During the 'State of the Global Cruise Industry' session today, NCLH President and CEO Del Rio explained it takes time to start up a ship, especially if it's been laid up for six-plus months.
'It is not turning on a light switch,' he said. 'We have to repatriate crew. We have to install the different technologies and the 74 recommendations from the Healthy Sail Panel.'
Certainly the No. 1 obstacle is the no-sail order, but there are others, Del Rio noted. In the case of the NCLH brands, it will take at least 60 days to get a ship back into service.

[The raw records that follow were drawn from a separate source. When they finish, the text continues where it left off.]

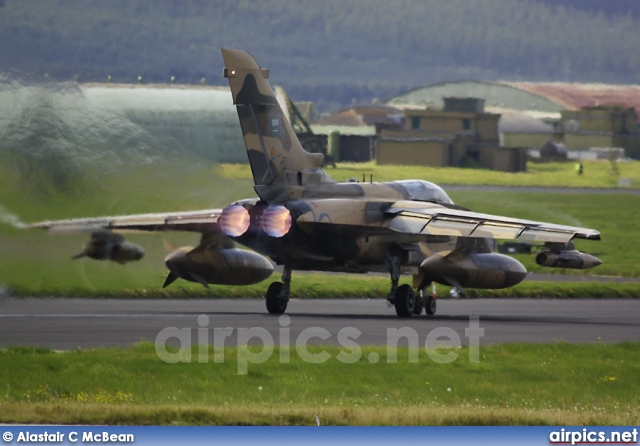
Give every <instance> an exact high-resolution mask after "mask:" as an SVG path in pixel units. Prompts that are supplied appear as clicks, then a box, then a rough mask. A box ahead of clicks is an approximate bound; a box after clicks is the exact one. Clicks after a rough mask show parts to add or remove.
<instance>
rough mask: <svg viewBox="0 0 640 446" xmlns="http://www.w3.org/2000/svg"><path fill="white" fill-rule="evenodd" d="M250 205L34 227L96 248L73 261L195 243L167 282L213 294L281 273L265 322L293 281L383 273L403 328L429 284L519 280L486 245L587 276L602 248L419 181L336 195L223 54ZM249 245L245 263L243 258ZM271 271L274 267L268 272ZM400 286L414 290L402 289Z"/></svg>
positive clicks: (178, 263) (267, 102) (253, 88)
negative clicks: (187, 236) (240, 147)
mask: <svg viewBox="0 0 640 446" xmlns="http://www.w3.org/2000/svg"><path fill="white" fill-rule="evenodd" d="M222 56H223V58H224V63H225V68H224V76H225V77H226V78H227V79H228V81H229V85H230V87H231V93H232V97H233V102H234V104H235V105H236V108H237V112H238V117H239V119H240V127H241V129H242V134H243V136H244V143H245V146H246V150H247V155H248V158H249V163H250V165H251V172H252V174H253V180H254V183H255V191H256V194H257V197H255V198H250V199H246V200H242V201H238V202H234V203H230V204H229V205H228V206H227V207H225V208H224V209H208V210H200V211H194V212H177V213H166V214H144V215H129V216H116V217H100V218H87V219H74V220H61V221H52V222H41V223H36V224H33V225H32V227H36V228H43V229H48V230H50V231H86V232H91V233H92V237H91V240H90V241H89V243H88V244H87V246H86V247H85V250H84V251H83V252H82V253H80V254H79V255H77V256H76V257H84V256H86V257H90V258H93V259H98V260H105V259H107V260H113V261H117V262H120V263H124V262H127V261H132V260H138V259H140V258H141V257H142V254H143V253H142V250H141V249H140V248H139V247H138V246H136V245H132V244H130V243H127V242H125V241H124V238H123V237H122V234H121V233H122V232H127V231H191V232H196V233H200V234H201V240H200V244H199V245H198V246H197V247H195V248H192V247H185V248H180V249H176V250H175V251H174V252H172V253H171V254H169V255H168V256H167V257H166V258H165V264H166V266H167V268H168V269H169V275H168V276H167V279H166V281H165V283H164V286H165V287H166V286H168V285H170V284H171V283H172V282H174V281H175V280H177V279H183V280H187V281H191V282H198V283H201V284H202V285H204V286H208V284H223V285H244V284H253V283H257V282H261V281H263V280H265V279H266V278H268V277H269V276H270V275H271V274H272V272H273V270H274V268H273V264H272V262H274V263H276V264H278V265H282V268H283V273H282V280H281V281H276V282H273V283H271V285H270V286H269V287H268V290H267V292H266V295H265V299H266V306H267V310H268V312H269V313H274V314H282V313H284V312H285V310H286V308H287V304H288V302H289V295H290V289H291V277H292V272H293V271H331V272H347V273H368V272H385V273H388V274H389V276H390V278H391V286H390V290H389V294H388V296H387V300H388V301H389V303H390V304H391V305H393V306H395V310H396V313H397V315H398V316H400V317H411V316H415V315H419V314H421V313H422V312H423V310H424V311H425V312H426V314H428V315H432V314H435V312H436V300H435V298H434V297H433V296H431V295H430V294H429V293H427V292H425V291H426V290H427V289H428V286H429V284H431V283H432V282H436V283H440V284H445V285H449V286H452V287H455V288H454V289H456V290H458V291H459V292H463V291H464V289H465V288H485V289H497V288H506V287H511V286H514V285H516V284H518V283H520V282H521V281H522V280H523V279H524V278H525V276H526V274H527V271H526V269H525V268H524V266H523V265H522V264H521V263H520V262H519V261H517V260H516V259H514V258H511V257H509V256H506V255H503V254H498V253H495V252H493V250H492V247H493V240H494V239H503V240H517V241H523V242H538V243H540V244H544V245H543V248H542V250H540V251H539V252H537V255H536V262H537V263H538V264H539V265H543V266H548V267H558V268H576V269H585V268H591V267H594V266H597V265H599V264H600V263H601V262H600V260H599V259H597V258H596V257H593V256H591V255H589V254H586V253H582V252H579V251H577V250H575V248H574V246H573V243H572V242H571V241H572V240H573V239H588V240H600V233H599V232H598V231H596V230H593V229H586V228H580V227H571V226H563V225H556V224H551V223H544V222H538V221H530V220H522V219H517V218H509V217H503V216H498V215H489V214H481V213H476V212H471V211H470V210H468V209H465V208H462V207H460V206H457V205H455V204H454V203H453V201H452V200H451V199H450V198H449V197H448V196H447V194H446V193H445V191H444V190H443V189H442V188H441V187H439V186H437V185H436V184H433V183H430V182H428V181H424V180H402V181H393V182H385V183H378V182H373V181H371V182H362V183H355V182H349V183H338V182H336V181H335V180H334V179H333V178H331V177H330V176H329V175H328V174H327V173H326V172H325V171H324V170H323V169H322V167H321V166H322V163H323V155H322V154H320V153H308V152H306V151H305V150H304V149H303V148H302V146H301V144H300V142H299V140H298V138H297V137H296V134H295V133H294V131H293V130H292V127H291V124H290V122H289V121H288V120H287V118H286V115H285V114H284V112H283V109H282V108H281V106H280V104H279V103H278V101H277V100H276V96H275V95H274V92H273V90H272V88H271V86H270V84H269V82H268V77H269V71H268V70H267V69H265V68H261V67H260V65H258V63H257V62H256V60H255V59H254V58H253V56H251V55H250V54H249V53H247V52H245V51H240V50H232V49H222ZM236 244H241V245H244V246H245V247H248V248H250V249H251V250H252V251H249V250H245V249H240V248H238V247H237V245H236ZM269 259H271V261H270V260H269ZM402 274H408V275H412V276H413V285H412V286H411V285H408V284H405V285H399V279H400V276H401V275H402Z"/></svg>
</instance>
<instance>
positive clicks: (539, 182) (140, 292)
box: [0, 159, 640, 297]
mask: <svg viewBox="0 0 640 446" xmlns="http://www.w3.org/2000/svg"><path fill="white" fill-rule="evenodd" d="M530 166H531V169H530V172H528V173H526V174H504V173H499V172H491V171H484V170H471V169H435V168H423V167H415V166H411V167H407V166H405V167H399V166H375V165H373V164H365V165H354V164H339V167H338V168H337V169H335V170H333V169H331V168H329V169H328V171H329V172H330V173H331V174H332V175H334V176H335V177H336V178H337V179H345V178H347V177H349V176H354V172H355V171H356V170H357V171H368V170H369V169H370V168H373V169H375V172H374V179H376V180H386V179H398V178H411V177H414V178H425V179H430V180H435V181H442V182H448V183H465V182H471V183H479V182H484V183H487V184H491V182H492V181H493V180H492V178H493V179H501V180H500V181H504V182H512V183H514V184H522V182H521V179H522V178H529V177H533V178H537V179H536V180H535V181H534V183H535V184H537V185H561V186H566V185H578V184H573V183H574V182H575V181H583V180H584V179H585V178H587V177H588V176H589V175H590V173H591V172H593V174H592V175H594V176H595V175H596V173H597V172H600V174H601V176H603V178H604V176H606V175H605V173H606V168H607V166H608V163H603V162H593V163H586V164H585V166H586V167H585V170H586V175H585V176H584V177H582V178H580V177H577V175H575V173H572V171H571V170H570V169H572V166H571V165H570V164H562V163H554V164H549V165H541V164H535V165H531V164H530ZM563 169H564V170H563ZM567 169H569V170H567ZM620 169H621V172H622V173H623V175H627V174H628V175H629V176H632V177H634V178H637V177H638V176H637V173H636V171H638V170H640V163H637V162H630V163H620ZM624 169H629V171H628V172H626V171H625V170H624ZM340 172H342V173H340ZM570 173H572V174H571V175H570ZM84 174H85V177H84V180H83V181H82V185H83V186H82V187H78V188H72V189H71V190H69V189H68V188H67V189H65V188H63V189H60V188H56V187H55V184H52V183H50V180H49V179H47V178H46V177H42V176H36V177H33V176H31V177H27V178H29V179H30V181H26V180H25V178H22V177H20V176H19V175H17V173H16V172H15V171H10V170H7V169H3V168H2V166H0V205H1V206H2V207H1V208H0V221H3V220H6V219H7V217H8V215H9V214H12V215H15V216H19V217H20V219H21V220H22V221H39V220H44V219H59V218H70V217H83V216H96V215H117V214H126V213H139V212H155V211H178V210H189V209H203V208H215V207H222V206H224V205H226V204H227V203H229V202H231V201H233V200H237V199H241V198H246V197H252V196H255V193H254V191H253V190H252V184H251V181H250V172H249V167H248V166H247V165H221V166H214V165H212V164H210V163H202V162H200V161H198V160H190V159H186V160H181V161H180V162H176V163H170V162H165V163H160V164H156V165H147V166H139V165H133V166H128V167H122V168H120V169H118V170H115V171H111V172H109V173H104V172H99V171H98V170H95V171H85V172H84ZM634 175H636V176H634ZM343 177H344V178H343ZM434 177H436V178H434ZM552 180H553V181H555V182H553V183H552V184H549V183H550V182H552ZM38 181H40V182H38ZM519 181H520V183H518V182H519ZM450 195H451V197H452V198H453V199H454V201H455V202H456V203H458V204H461V205H463V206H466V207H469V208H470V209H472V210H475V211H478V212H486V213H494V214H500V215H507V216H514V217H521V218H529V219H534V220H543V221H550V222H554V223H560V224H569V225H578V226H585V227H591V228H595V229H598V230H600V231H601V233H602V239H603V240H602V241H601V242H585V241H579V242H578V243H577V247H578V249H581V250H584V251H586V252H590V253H592V254H594V255H596V256H598V257H600V258H601V259H602V260H603V262H604V263H603V265H601V266H599V267H597V268H595V269H591V270H586V271H576V270H558V269H552V268H541V267H538V266H537V265H535V264H534V262H533V259H532V257H531V256H526V255H518V256H516V258H518V259H519V260H520V261H521V262H523V264H524V265H525V266H526V267H527V269H529V270H530V271H533V272H545V273H562V274H576V275H607V276H621V277H640V269H639V268H638V267H637V265H638V264H640V233H639V232H638V231H637V228H636V226H637V225H636V221H638V219H639V218H640V196H636V195H589V194H576V193H571V192H570V189H569V190H568V191H567V192H566V193H561V194H554V195H553V197H550V196H549V194H546V193H529V192H527V193H515V192H513V193H509V192H482V191H474V190H466V191H453V192H451V193H450ZM163 238H168V239H169V240H171V241H172V242H173V243H174V244H176V245H177V246H183V245H195V244H197V243H198V239H199V236H198V235H197V234H182V233H167V234H132V235H127V239H128V240H131V241H133V242H134V243H138V244H140V245H142V246H143V247H144V249H145V251H146V257H145V259H143V260H142V261H141V262H135V263H132V264H128V265H125V266H122V265H118V264H113V263H109V262H95V261H91V260H87V259H82V260H76V261H73V260H71V259H70V257H71V256H72V255H74V254H76V253H78V252H80V250H81V249H82V246H83V245H84V243H85V242H86V239H87V235H85V234H68V235H51V234H47V233H45V232H42V231H24V230H17V229H13V228H11V227H10V226H8V225H2V224H0V286H5V287H9V288H10V289H11V290H13V291H14V292H15V293H17V294H21V295H22V294H33V295H80V296H83V295H84V296H87V295H93V296H101V295H102V296H117V295H123V296H127V297H132V296H134V297H137V296H141V297H143V296H153V297H160V296H176V297H179V296H190V297H195V296H202V297H206V296H220V295H223V296H229V297H233V296H239V295H244V296H261V295H263V294H264V291H265V289H266V286H267V285H268V283H263V284H259V285H256V286H251V287H237V288H231V287H212V291H211V292H207V291H206V290H204V289H203V288H202V287H200V286H199V285H197V284H192V283H187V282H183V281H178V282H176V283H175V284H174V285H172V286H171V287H169V288H168V289H167V290H164V291H163V290H162V289H161V284H162V283H163V282H164V278H165V277H166V274H167V271H166V268H165V267H164V262H163V258H164V256H165V255H166V251H165V249H164V247H163V240H162V239H163ZM322 277H323V276H315V275H302V274H300V273H296V274H295V275H294V283H293V289H292V291H293V295H294V296H297V297H304V296H307V297H330V296H336V297H339V296H366V297H382V296H384V295H386V293H387V289H388V279H386V278H383V277H375V276H373V277H372V276H330V277H329V278H322ZM274 278H275V277H274ZM564 293H568V294H569V295H571V296H580V295H582V296H593V297H597V296H604V295H610V296H638V295H640V292H638V287H637V286H636V285H633V284H605V285H600V284H560V285H559V284H527V283H525V284H523V285H520V286H518V287H516V288H514V289H513V290H507V291H480V292H475V291H473V290H469V294H470V295H478V296H487V295H490V296H494V295H495V296H534V295H541V294H542V295H554V296H556V295H563V294H564Z"/></svg>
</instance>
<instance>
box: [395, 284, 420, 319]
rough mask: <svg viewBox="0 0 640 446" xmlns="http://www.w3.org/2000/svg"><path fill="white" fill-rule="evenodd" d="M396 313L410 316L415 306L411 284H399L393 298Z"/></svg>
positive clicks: (399, 316) (412, 291)
mask: <svg viewBox="0 0 640 446" xmlns="http://www.w3.org/2000/svg"><path fill="white" fill-rule="evenodd" d="M394 305H395V306H396V314H397V315H398V316H399V317H411V316H413V312H414V311H415V307H416V295H415V293H414V292H413V288H412V287H411V285H406V284H405V285H401V286H399V287H398V289H397V290H396V296H395V299H394Z"/></svg>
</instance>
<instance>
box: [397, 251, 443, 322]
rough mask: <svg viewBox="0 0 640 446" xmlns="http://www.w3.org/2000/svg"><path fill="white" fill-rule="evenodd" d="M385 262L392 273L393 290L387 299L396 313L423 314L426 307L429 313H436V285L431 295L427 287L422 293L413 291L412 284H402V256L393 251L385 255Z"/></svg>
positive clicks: (430, 313)
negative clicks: (417, 294) (392, 305)
mask: <svg viewBox="0 0 640 446" xmlns="http://www.w3.org/2000/svg"><path fill="white" fill-rule="evenodd" d="M385 264H386V265H387V267H388V268H389V273H390V274H391V291H389V297H387V300H388V301H389V303H391V304H392V305H394V306H395V307H396V314H397V315H398V316H399V317H411V316H414V315H415V316H418V315H420V314H422V310H423V309H424V310H425V312H426V313H427V314H428V315H434V314H436V308H437V304H436V294H435V286H434V289H433V294H432V295H429V293H428V291H427V290H426V288H423V289H422V290H420V294H418V295H417V294H416V293H415V292H414V291H413V287H412V286H411V285H406V284H405V285H400V286H398V281H399V280H400V258H399V257H398V256H397V255H394V254H392V253H387V254H386V256H385Z"/></svg>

'This is not a race,' Del Rio continued. 'I'm in no rush to be the first one out of the gate. I want to do things correctly.'
Calling his optimism level about restarting this year 'very high,' Fain concurred: 'But we're not going to do it until we're all confident that it's safe and healthy ... The 74 recommendations of the Healthy Sail Panel give us confidence, along with what has happened in Europe.'
Demand for cruises
Asked if the highly reported shipboard outbreaks and quarantines of the spring would have a lasting impact, Del Rio didn't think so.
Bookings are strong, he said: 'That we are booking as much business as we are booking for the future shows the resiliency.' He noted Oceania Cruises had just racked up its best holiday sale (Labor Day) in the line's history, while Regent Seven Seas sold out its 2023 world cruise within a week of launching, a first.
'Cruising is going to come back strong,' Del Rio predicted.
Yet the speakers agreed there's still lots of work to be done, with agencies and government entities within the US and beyond, throughout the Caribbean, as well as other cruise regions including South America, Australia/New Zealand and China.
They stressed their efforts are collaborative, with lines working together on all the health safety measures.
Newbuild orders, when?
Since newbuilds are the ultimate sign of confidence in cruising's future, the executives were asked when they would order next.
Nobody's in a position to do that now, of course, but Del Rio said that with nine new ships coming for his three brands, the next most likely order would be for Regent, continuing a series whose last delivery is in 2023. In contrast, the next newbuilds for NCL and Oceania are firsts in new series, with the Project Leonardo ships stretching through 2027 and Oceania's Allura class through 2025.
'None of us have canceled ships,' Fain pointed out. 'There's already a long lead time [for deliveries] and these will take a little longer' due to supply chain and shipyard delays. But the industry is not going to tail off, he added.
'We will continue to grow,' Fain said. 'We're getting exceptionally high ratings even with the protocols. The protocols will taper off as the science advances. The industry has a very bright future that will call for growth.'
With 11 ships agreed for MSC Cruises, 'We have enough already on order,' Vago said, adding this is a solid plan that provides for growth.
And at Carnival Corp. & plc, there is 'quite a book of orders' through 2025 already. 'There are plenty on order,' and 'They are going to be needed,' Donald said, because the industry was on a good growth path before COVID and, over time, it will return to that.